Referring to a previous study, the researchers at the University of Illinois at Chicago College of Medicine highlight the fact that tau tangles work together with amyloid beta to create a perfect storm that destroys neural function and memory.
They, however, insist that no study to date has been able to show as to how amyloid beta and the tau tangles wreak their damage on the nervous system.
Scott Brady, professor and head of anatomy and cell biology at the UIC College of Medicine, points out that when short assemblies of amyloid, rather than the long-chain plaques, get inside neurons, they interfere with the cells' transport system.
This, according to him, limits their ability to send vital proteins and vesicles to where they are needed within the cell, and interferes with the synaptic connections to other nerve cells.
Brady says that the new study has shown that the short assemblies of amyloid activate a transport-regulatory enzyme called CK2, which causes the motor protein to drop its cargo.
His team have also found that inhibition of CK2 is sufficient to prevent the effects of amyloid on transport.
An earlier study by the same researchers showed that tau tangles halt transport to the neuron periphery through other regulatory enzymes, by causing the motor protein to release the microtubule track.
The new study shows that the CK2 activated by amyloid also works as a primer for one of the enzymes activated by tau tangles, GSK3.
"Now we have the perfect storm. Both amyloid and tau tangles cause problems. But when you put them together, you exacerbate the problems, creating the cascade of events that cause Alzheimer's loss of neural connections," said Brady.

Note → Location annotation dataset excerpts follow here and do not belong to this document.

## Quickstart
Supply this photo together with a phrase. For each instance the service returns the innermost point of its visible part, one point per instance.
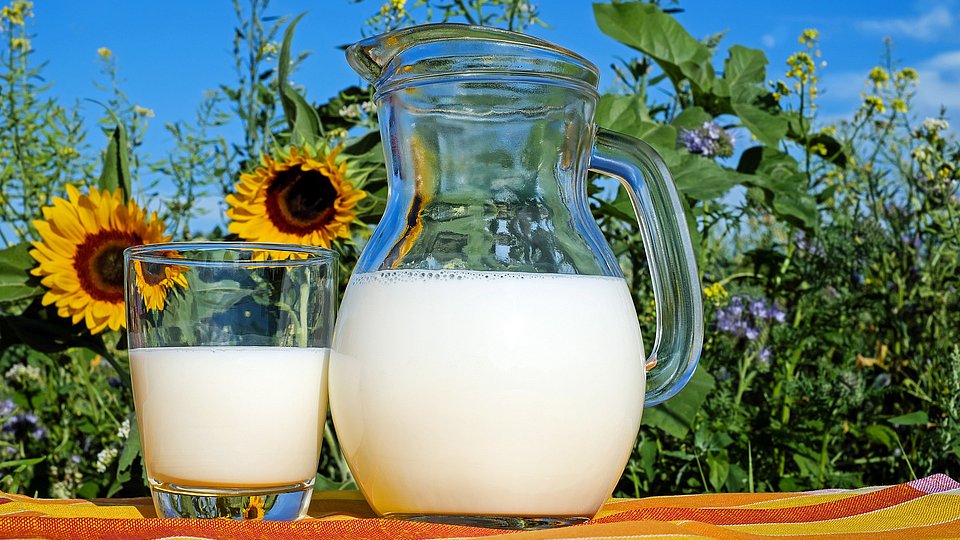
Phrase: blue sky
(170, 52)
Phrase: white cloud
(949, 61)
(928, 26)
(939, 85)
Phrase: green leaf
(834, 154)
(302, 118)
(703, 179)
(691, 118)
(766, 127)
(116, 163)
(42, 329)
(916, 418)
(675, 416)
(626, 114)
(744, 68)
(623, 114)
(15, 279)
(651, 31)
(131, 449)
(784, 187)
(719, 465)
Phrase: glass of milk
(229, 345)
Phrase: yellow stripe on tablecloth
(20, 505)
(932, 509)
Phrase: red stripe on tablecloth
(142, 529)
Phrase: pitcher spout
(446, 49)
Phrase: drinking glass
(229, 345)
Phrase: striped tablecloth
(925, 508)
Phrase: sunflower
(81, 255)
(302, 198)
(153, 282)
(255, 509)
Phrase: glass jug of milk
(488, 366)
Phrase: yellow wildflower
(801, 67)
(809, 37)
(716, 292)
(17, 12)
(879, 77)
(819, 149)
(143, 111)
(874, 103)
(907, 75)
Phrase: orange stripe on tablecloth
(933, 509)
(859, 504)
(723, 500)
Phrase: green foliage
(829, 253)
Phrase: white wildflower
(22, 373)
(936, 125)
(105, 457)
(124, 430)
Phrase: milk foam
(230, 416)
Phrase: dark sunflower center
(299, 202)
(99, 264)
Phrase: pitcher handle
(673, 270)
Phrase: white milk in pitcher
(486, 393)
(230, 416)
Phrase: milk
(230, 416)
(486, 393)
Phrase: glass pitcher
(488, 365)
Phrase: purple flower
(744, 316)
(7, 407)
(708, 140)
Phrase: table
(924, 508)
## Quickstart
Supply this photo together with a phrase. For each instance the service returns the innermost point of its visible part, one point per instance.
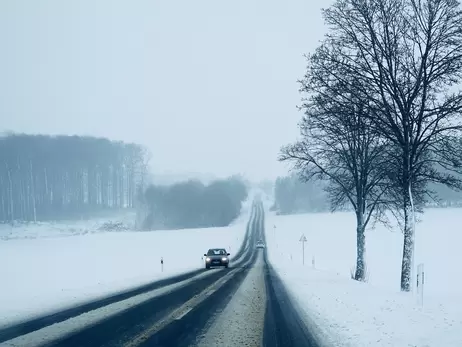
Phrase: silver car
(260, 244)
(216, 257)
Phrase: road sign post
(303, 240)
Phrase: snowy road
(245, 305)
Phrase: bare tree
(339, 145)
(407, 57)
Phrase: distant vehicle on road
(260, 244)
(216, 257)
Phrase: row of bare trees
(49, 178)
(382, 115)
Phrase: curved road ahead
(245, 305)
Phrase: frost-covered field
(45, 271)
(374, 313)
(21, 230)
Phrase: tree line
(59, 177)
(293, 195)
(382, 111)
(191, 204)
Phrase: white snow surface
(45, 272)
(376, 313)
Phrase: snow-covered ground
(124, 220)
(45, 271)
(376, 313)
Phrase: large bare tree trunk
(360, 273)
(408, 244)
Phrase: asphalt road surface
(244, 305)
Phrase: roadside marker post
(420, 282)
(303, 240)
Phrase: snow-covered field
(124, 220)
(376, 313)
(44, 271)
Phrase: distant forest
(191, 204)
(59, 177)
(292, 196)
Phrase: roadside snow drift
(43, 274)
(349, 313)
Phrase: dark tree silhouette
(57, 177)
(339, 145)
(405, 56)
(192, 204)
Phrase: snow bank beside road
(374, 313)
(45, 274)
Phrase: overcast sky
(208, 86)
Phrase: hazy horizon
(209, 87)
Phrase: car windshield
(216, 252)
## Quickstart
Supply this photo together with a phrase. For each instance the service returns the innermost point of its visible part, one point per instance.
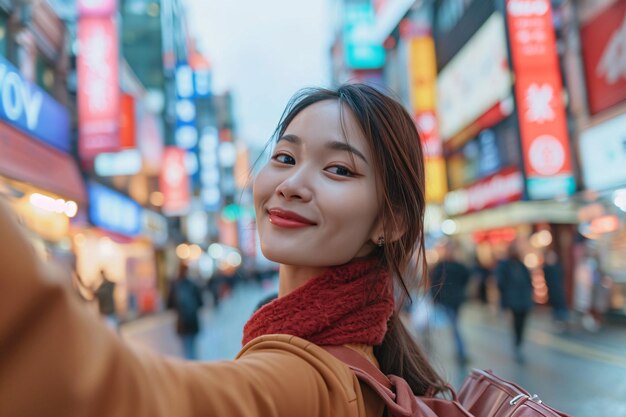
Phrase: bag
(482, 395)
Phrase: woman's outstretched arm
(58, 359)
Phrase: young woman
(339, 206)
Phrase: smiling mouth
(288, 219)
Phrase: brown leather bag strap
(394, 391)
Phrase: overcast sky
(263, 51)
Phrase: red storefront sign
(98, 86)
(542, 125)
(127, 122)
(500, 188)
(603, 41)
(538, 90)
(174, 182)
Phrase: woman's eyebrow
(333, 144)
(343, 146)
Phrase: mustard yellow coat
(56, 359)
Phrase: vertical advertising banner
(423, 85)
(538, 91)
(174, 182)
(98, 86)
(128, 126)
(603, 40)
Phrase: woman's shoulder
(289, 356)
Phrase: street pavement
(581, 373)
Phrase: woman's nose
(295, 187)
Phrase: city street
(581, 373)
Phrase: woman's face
(316, 199)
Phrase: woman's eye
(341, 171)
(284, 159)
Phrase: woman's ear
(395, 231)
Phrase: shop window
(45, 74)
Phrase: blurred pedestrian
(340, 206)
(186, 299)
(105, 294)
(448, 283)
(481, 273)
(586, 275)
(516, 295)
(553, 275)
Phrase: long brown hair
(399, 163)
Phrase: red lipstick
(288, 219)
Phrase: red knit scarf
(346, 304)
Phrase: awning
(521, 212)
(25, 159)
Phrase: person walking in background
(553, 275)
(516, 295)
(448, 283)
(481, 274)
(186, 299)
(105, 294)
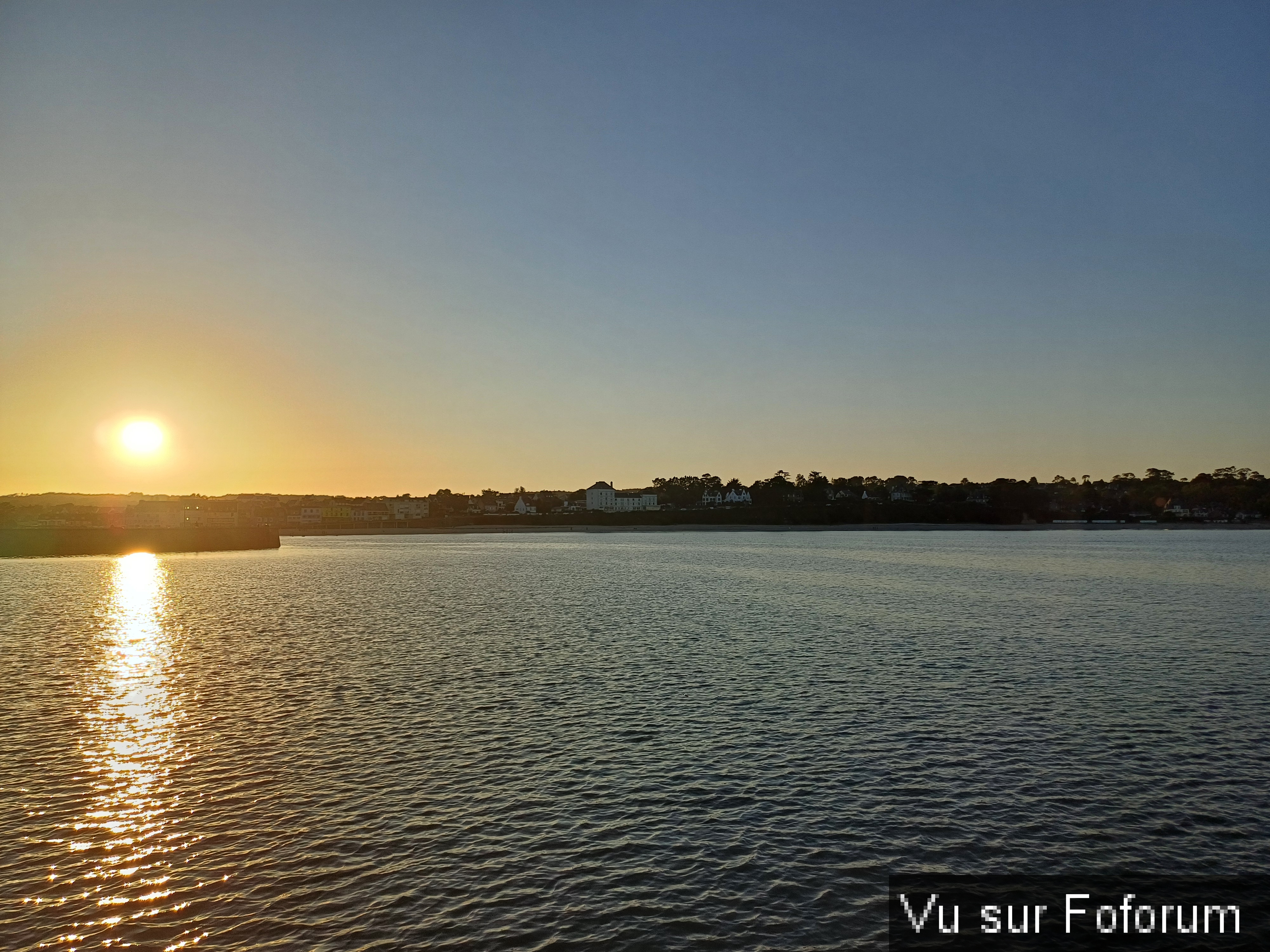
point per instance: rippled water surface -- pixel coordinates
(653, 742)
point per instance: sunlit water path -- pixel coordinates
(615, 742)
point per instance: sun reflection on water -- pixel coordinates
(123, 873)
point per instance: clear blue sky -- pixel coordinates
(394, 247)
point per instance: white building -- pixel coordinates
(154, 515)
(408, 508)
(605, 498)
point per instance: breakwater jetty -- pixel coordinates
(65, 540)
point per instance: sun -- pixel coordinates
(143, 437)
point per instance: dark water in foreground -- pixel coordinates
(615, 742)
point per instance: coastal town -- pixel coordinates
(1224, 496)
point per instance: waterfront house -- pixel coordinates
(156, 515)
(605, 498)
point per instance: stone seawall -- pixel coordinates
(58, 540)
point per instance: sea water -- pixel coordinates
(622, 742)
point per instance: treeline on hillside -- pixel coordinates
(1229, 493)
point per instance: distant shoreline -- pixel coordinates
(742, 527)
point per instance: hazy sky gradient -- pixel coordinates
(383, 248)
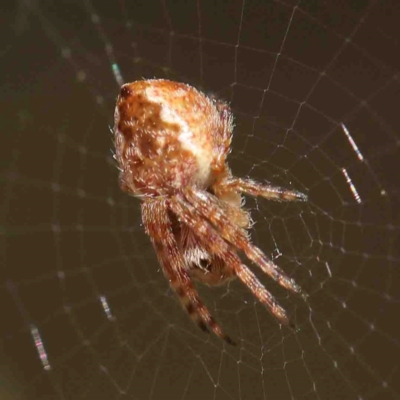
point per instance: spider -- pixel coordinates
(171, 146)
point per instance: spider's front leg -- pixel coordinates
(209, 208)
(253, 188)
(202, 266)
(159, 227)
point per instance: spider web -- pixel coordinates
(314, 87)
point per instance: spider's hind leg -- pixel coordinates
(201, 265)
(253, 188)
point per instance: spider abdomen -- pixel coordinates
(165, 137)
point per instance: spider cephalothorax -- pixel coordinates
(171, 144)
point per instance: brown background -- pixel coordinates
(293, 72)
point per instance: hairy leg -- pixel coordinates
(159, 227)
(207, 205)
(189, 215)
(253, 188)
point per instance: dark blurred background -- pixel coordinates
(87, 313)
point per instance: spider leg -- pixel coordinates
(215, 244)
(255, 189)
(159, 227)
(207, 205)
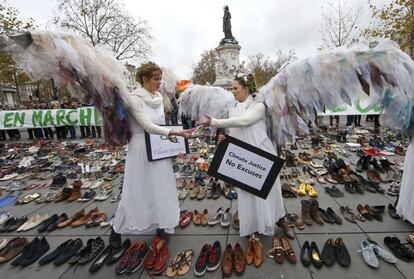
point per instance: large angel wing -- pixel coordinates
(302, 89)
(76, 65)
(199, 100)
(168, 82)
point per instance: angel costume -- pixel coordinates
(247, 123)
(149, 198)
(405, 206)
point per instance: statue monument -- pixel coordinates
(228, 54)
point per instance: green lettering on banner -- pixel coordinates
(361, 109)
(69, 120)
(378, 108)
(85, 120)
(60, 117)
(97, 118)
(8, 117)
(48, 120)
(19, 117)
(37, 118)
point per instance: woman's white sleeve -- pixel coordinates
(136, 109)
(252, 115)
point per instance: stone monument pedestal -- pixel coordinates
(228, 63)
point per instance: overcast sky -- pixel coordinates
(182, 29)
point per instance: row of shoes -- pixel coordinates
(371, 251)
(333, 251)
(311, 212)
(224, 218)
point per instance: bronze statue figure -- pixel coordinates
(227, 24)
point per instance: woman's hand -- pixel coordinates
(206, 123)
(184, 133)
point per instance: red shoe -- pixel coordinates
(162, 260)
(152, 253)
(185, 219)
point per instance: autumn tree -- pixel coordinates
(394, 21)
(10, 20)
(106, 22)
(340, 24)
(204, 71)
(264, 67)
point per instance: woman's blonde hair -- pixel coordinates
(148, 70)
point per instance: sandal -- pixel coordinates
(181, 264)
(297, 221)
(277, 251)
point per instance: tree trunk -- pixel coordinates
(17, 88)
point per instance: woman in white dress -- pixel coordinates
(247, 123)
(405, 205)
(149, 197)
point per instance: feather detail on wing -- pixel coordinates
(304, 88)
(86, 71)
(198, 100)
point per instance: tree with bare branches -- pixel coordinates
(10, 20)
(204, 71)
(394, 21)
(340, 24)
(264, 68)
(106, 22)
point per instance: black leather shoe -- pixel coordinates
(96, 248)
(116, 254)
(326, 217)
(393, 211)
(335, 216)
(100, 261)
(55, 253)
(328, 253)
(360, 163)
(16, 224)
(368, 186)
(82, 252)
(68, 252)
(341, 253)
(27, 252)
(115, 239)
(39, 250)
(305, 254)
(46, 223)
(315, 255)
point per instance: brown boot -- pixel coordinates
(78, 215)
(283, 224)
(314, 212)
(76, 191)
(306, 206)
(64, 194)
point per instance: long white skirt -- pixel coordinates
(259, 215)
(149, 195)
(405, 206)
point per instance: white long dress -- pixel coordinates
(149, 196)
(247, 123)
(405, 206)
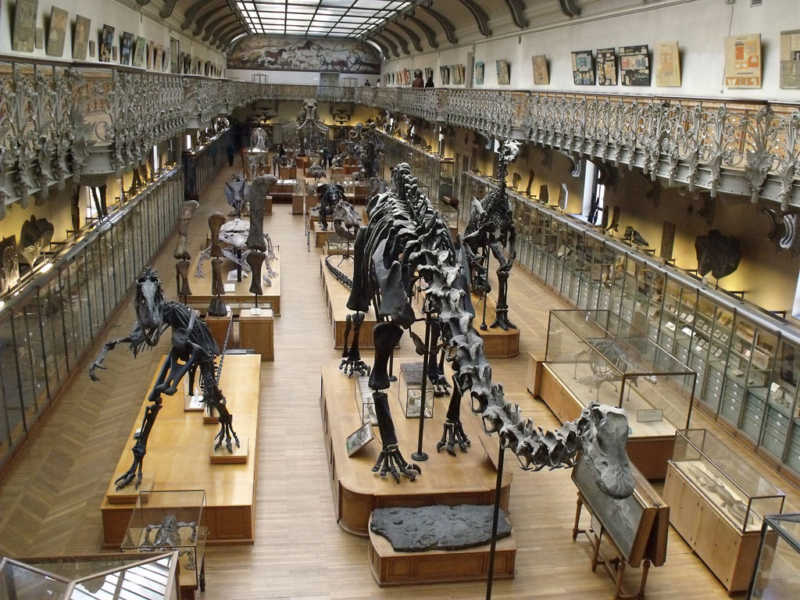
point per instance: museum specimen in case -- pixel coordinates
(718, 503)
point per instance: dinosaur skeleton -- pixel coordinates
(193, 348)
(407, 241)
(491, 228)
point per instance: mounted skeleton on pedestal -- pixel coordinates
(192, 348)
(407, 241)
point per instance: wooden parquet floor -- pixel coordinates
(49, 502)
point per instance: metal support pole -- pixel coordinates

"It makes sense of why both have to be present to have Alzheimer's.
"It is also telling us that treating one is not going to be sufficient. We're going to have to think in terms of combination therapies that will allow us to address many targets at once. This may explain why attempts to manipulate one or the other haven't been successful in patients," he added.
A research article on the current study appears in the online edition of Proceedings of the National Academy of Sciences.